私のトラウマを言葉にし、口にする度に、あの時の辛い記憶が、今まさに起こっているのでは無いかと錯覚するほどに、鮮明に蘇ってきた。辛かった。当時、学校のトイレで密かに泣いたことも思い出した。そんな私の話を聞いた母親は、なんと声をかけてくれるのだろうと期待していた。返答は

「ふざけてただけじゃない?」

だった。

そんな訳がない。

そう強く思い口にした。

だが母は続けて

「そんな悲しい思い出にしてないでさ。自分のこと、からかってたんだって思った方が上手くいくじゃん。」

ハッとした。

私はなんて愚かなのだろう。

そういえば、あの頃の友達は本当に私のことを憎んでいたのか、嫌いだったのか、悪意を持っていたのか。そんなことは、彼らにしか分からない。なのにどうして、私は勝手に、彼らは私を憎んでいると、嫌っていると、決めつけていたのか。一気にかかっていた雲が晴れた。自分を追い詰めすぎていただけだった。


そんな出来事を思い出した私は、母の「自分と紳士に向き合うべき」という助言を、実行してみることにした。

するとどうだろう。

自分が、「周りより劣っているからできない」と放り出していた問題に、別のアプローチで解決できないかと考えるようになった。その途端、楽器を弾く手が、異様に軽くなっていった。オート機能が着いているかのように、成功をなぞっていく感覚を、たしかに感じていた。


そうだった。部活に入ってすぐは、新しさの連続で、部活が楽しくて楽しくてたまらなかった。希望に満ち溢れていた。これからどんな生活になるのか、成長した自分はどうか、想像をふくらませ、寝る前には日記を書いたりもしていた。


その気持ちが今、ここにある。
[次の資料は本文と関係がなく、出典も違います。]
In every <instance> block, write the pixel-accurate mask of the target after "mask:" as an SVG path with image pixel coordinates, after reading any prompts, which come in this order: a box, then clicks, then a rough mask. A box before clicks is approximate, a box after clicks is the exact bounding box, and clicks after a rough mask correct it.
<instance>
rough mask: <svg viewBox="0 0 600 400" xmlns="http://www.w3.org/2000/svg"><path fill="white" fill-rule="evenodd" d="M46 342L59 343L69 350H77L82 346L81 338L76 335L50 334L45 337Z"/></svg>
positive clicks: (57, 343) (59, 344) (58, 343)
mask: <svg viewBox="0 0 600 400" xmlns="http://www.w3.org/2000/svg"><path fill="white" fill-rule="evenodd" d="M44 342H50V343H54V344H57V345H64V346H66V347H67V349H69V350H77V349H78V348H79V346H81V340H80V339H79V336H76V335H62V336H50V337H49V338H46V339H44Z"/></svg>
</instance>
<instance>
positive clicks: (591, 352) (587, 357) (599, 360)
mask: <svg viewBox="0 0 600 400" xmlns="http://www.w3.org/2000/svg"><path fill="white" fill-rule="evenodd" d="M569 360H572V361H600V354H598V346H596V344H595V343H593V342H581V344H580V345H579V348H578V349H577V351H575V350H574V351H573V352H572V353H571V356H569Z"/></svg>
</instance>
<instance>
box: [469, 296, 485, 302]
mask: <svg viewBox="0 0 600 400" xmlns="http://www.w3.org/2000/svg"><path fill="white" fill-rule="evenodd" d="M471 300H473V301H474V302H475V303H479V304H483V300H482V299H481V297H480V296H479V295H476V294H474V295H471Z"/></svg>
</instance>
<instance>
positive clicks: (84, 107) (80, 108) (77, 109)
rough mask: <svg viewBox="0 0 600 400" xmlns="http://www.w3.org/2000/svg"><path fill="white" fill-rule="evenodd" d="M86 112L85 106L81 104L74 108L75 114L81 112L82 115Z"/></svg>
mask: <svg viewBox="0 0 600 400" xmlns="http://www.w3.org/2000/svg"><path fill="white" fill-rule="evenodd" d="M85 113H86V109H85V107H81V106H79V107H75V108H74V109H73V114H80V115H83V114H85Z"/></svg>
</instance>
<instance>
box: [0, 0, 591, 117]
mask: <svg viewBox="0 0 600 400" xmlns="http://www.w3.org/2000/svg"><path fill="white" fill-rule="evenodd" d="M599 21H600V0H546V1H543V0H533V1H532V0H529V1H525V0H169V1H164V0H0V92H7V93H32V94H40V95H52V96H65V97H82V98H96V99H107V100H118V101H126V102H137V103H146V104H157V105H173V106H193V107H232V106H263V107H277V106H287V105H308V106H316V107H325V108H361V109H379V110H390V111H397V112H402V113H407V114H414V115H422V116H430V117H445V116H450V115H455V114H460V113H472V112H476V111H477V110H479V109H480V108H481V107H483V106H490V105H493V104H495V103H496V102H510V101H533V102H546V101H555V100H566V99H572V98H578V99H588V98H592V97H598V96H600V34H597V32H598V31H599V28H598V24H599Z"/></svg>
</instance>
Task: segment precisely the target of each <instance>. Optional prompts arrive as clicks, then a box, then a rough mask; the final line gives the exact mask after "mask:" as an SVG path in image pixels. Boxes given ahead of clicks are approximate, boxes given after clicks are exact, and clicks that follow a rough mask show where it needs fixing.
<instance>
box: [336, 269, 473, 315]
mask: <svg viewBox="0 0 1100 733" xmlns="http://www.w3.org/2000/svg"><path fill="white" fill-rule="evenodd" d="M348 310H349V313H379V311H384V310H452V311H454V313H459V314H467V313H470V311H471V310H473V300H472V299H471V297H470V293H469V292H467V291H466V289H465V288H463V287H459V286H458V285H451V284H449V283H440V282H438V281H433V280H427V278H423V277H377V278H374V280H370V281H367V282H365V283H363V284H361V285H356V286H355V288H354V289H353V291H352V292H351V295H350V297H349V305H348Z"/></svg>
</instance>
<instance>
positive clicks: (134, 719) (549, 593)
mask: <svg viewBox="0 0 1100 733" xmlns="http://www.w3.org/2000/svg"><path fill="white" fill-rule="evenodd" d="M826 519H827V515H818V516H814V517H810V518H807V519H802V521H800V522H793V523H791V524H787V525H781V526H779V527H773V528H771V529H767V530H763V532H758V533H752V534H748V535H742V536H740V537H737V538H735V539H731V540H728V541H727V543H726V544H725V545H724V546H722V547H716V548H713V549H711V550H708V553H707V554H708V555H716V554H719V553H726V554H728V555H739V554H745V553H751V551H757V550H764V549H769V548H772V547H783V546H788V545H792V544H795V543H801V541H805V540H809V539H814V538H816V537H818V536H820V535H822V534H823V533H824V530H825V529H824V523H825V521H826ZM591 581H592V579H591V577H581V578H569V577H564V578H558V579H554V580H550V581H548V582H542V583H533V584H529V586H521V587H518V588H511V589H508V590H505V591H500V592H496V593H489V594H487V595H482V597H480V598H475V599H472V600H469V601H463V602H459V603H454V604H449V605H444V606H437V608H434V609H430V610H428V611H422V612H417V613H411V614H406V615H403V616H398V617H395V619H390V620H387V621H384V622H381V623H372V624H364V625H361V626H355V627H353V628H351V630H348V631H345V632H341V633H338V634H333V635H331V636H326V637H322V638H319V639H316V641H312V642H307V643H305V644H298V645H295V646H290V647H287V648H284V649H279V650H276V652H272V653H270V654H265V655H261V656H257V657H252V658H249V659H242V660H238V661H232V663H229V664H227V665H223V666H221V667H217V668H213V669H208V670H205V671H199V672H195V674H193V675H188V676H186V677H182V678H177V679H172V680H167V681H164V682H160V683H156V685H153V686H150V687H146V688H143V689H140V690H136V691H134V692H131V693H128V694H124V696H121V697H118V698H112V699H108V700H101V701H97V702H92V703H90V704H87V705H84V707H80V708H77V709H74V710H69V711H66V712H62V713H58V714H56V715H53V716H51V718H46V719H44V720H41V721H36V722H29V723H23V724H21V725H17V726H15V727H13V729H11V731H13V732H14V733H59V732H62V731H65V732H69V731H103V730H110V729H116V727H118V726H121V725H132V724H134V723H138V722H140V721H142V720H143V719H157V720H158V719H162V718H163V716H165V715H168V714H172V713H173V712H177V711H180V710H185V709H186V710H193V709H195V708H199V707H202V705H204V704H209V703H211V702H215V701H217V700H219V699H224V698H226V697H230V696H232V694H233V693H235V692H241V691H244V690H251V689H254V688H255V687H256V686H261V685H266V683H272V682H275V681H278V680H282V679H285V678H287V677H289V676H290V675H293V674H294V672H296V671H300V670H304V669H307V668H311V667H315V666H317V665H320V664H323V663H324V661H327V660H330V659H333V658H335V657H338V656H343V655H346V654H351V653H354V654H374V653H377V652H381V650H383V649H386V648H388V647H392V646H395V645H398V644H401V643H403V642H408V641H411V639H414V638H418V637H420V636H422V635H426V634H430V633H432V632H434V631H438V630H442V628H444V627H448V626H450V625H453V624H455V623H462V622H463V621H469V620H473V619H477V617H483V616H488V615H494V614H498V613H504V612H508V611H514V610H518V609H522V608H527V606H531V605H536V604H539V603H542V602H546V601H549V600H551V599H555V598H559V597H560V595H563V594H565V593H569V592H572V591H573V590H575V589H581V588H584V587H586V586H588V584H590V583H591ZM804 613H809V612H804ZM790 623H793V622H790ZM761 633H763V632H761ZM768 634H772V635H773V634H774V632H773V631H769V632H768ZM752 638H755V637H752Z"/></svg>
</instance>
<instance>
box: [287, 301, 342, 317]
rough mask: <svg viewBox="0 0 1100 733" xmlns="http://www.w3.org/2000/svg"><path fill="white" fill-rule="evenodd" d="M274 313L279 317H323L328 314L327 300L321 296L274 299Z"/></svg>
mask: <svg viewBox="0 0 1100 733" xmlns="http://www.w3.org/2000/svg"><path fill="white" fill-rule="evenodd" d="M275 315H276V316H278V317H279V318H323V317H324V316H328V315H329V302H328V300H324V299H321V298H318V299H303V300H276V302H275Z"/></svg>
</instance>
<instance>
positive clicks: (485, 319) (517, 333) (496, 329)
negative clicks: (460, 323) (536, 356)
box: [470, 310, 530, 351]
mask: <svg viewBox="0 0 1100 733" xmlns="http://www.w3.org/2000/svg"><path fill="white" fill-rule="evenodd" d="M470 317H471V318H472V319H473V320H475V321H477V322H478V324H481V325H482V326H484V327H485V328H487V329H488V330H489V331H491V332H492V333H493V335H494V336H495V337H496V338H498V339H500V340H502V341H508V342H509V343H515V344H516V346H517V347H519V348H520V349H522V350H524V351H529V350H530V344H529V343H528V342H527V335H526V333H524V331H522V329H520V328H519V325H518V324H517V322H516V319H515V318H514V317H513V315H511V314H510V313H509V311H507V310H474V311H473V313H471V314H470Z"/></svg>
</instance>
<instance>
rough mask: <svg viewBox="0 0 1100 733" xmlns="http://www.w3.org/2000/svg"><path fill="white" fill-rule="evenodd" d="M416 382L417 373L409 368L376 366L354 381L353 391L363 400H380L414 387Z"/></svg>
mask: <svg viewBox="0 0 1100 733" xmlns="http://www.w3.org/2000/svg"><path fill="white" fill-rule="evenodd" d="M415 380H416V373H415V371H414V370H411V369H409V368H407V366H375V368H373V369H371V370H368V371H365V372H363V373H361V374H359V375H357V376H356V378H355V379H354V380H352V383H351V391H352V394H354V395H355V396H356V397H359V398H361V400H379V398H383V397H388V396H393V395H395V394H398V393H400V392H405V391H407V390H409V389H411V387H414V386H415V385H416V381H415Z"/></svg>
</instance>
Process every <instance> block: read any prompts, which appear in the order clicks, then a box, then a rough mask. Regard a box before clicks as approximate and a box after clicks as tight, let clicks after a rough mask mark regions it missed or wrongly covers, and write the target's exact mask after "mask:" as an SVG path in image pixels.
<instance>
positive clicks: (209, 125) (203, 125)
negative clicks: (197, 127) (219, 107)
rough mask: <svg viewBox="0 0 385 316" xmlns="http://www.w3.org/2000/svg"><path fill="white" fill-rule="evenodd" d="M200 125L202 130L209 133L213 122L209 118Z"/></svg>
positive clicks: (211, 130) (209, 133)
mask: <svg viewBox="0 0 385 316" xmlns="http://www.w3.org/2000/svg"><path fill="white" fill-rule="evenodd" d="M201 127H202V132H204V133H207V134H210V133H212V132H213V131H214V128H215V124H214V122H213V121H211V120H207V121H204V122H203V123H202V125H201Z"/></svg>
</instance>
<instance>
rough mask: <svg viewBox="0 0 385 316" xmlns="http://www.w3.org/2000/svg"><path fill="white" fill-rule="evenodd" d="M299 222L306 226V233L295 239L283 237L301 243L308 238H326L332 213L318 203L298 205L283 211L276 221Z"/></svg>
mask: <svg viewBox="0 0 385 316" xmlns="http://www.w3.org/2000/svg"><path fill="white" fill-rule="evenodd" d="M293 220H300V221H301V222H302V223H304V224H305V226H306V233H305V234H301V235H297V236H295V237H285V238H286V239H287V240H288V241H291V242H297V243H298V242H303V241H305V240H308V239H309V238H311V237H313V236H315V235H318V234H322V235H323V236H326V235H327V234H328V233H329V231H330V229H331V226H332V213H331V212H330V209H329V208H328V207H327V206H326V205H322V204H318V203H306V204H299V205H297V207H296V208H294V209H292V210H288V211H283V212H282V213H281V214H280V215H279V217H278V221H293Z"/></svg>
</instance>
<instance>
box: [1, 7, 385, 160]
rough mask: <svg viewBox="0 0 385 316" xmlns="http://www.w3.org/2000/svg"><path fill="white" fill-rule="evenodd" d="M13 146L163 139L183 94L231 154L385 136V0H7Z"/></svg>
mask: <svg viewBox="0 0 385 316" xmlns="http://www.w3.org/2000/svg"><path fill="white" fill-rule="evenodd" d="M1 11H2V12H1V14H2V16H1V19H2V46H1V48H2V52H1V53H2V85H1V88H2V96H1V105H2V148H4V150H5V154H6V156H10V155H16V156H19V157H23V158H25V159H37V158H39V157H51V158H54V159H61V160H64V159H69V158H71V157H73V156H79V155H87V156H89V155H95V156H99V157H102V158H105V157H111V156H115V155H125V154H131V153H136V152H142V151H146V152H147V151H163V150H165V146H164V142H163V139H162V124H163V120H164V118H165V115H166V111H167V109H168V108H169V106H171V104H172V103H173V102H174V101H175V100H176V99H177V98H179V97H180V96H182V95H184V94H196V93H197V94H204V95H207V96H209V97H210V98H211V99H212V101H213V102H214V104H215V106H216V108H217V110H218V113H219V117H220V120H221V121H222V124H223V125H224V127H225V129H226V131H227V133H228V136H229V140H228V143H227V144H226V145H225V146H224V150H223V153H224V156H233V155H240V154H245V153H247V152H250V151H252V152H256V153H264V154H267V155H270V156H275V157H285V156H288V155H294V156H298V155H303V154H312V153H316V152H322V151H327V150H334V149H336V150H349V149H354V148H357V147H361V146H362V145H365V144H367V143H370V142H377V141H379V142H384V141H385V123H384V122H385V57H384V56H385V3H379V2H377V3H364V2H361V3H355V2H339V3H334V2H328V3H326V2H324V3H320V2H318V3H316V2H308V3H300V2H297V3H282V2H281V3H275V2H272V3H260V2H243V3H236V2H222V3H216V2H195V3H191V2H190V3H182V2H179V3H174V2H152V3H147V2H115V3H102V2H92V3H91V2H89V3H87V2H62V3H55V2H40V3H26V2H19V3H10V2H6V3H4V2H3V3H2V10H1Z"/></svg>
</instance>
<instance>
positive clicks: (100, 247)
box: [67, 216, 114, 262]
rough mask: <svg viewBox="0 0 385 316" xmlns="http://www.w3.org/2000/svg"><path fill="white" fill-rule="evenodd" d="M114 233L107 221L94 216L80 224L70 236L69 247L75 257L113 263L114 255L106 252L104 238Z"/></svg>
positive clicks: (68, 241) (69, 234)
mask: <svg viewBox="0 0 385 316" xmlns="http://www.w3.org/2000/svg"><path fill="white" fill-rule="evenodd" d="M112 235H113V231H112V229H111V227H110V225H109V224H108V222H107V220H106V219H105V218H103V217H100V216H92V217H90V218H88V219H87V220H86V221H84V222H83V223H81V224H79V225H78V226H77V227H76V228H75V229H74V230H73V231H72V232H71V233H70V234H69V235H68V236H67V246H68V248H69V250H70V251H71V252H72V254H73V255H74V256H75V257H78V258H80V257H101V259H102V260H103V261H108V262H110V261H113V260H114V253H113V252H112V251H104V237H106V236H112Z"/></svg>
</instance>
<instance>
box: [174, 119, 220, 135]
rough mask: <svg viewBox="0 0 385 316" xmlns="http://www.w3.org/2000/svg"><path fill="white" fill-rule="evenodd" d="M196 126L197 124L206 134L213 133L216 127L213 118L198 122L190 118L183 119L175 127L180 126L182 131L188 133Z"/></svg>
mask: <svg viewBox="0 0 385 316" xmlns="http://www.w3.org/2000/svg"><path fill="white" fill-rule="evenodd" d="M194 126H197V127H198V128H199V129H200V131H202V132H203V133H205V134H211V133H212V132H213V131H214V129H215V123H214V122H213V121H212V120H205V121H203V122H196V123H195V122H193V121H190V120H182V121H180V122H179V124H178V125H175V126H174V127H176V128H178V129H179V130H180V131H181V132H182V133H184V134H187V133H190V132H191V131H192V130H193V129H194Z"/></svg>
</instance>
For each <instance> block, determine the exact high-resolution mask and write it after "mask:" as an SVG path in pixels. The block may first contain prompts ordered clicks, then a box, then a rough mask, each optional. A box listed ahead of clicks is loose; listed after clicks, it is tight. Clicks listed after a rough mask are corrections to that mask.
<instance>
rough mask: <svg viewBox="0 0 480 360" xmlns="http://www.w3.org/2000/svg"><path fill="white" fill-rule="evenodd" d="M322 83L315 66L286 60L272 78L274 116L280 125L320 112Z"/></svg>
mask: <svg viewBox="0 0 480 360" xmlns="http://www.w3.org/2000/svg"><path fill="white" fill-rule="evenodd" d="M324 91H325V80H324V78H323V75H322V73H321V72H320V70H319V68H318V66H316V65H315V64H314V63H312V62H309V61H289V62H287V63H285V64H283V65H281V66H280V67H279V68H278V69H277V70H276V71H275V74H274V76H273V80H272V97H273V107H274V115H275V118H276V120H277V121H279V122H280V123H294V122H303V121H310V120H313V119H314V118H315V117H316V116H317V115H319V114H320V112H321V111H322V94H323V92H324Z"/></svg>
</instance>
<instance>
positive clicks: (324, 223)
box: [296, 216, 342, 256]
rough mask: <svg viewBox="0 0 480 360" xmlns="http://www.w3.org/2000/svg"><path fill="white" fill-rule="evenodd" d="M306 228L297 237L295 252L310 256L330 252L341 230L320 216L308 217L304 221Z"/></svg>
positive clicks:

たしかに、ここに。

譜面をなぞる手、弦を抑える指、ネックを支える腕、弦を弾く指、そして心、その全ては、ブレーキという言葉を忘れ去っていた。


ついに、コンクール本番。

カーテンの隙間から太陽の日が降り注ぐ。光り輝いている。晴れている。私はすぐに飛び起きた。まるで修学旅行当日の朝のように。


急いで支度をした。緊張と同時に、どうにも抑えきれないワクワクが胸の奥を右往左往していた。


シーンと静まりかえる中、足からてっぺんまで希望に満ちた指揮棒が、シュッと、そしてしっかりと、前を向いた。



結果がどうなったのかは読む人によって変わります。

具体的に部活で何を悩んでいたかは思いつきませんでした。というか分かりませんでした。小説ぽい表現をしてみたかったのでいい体験になりました。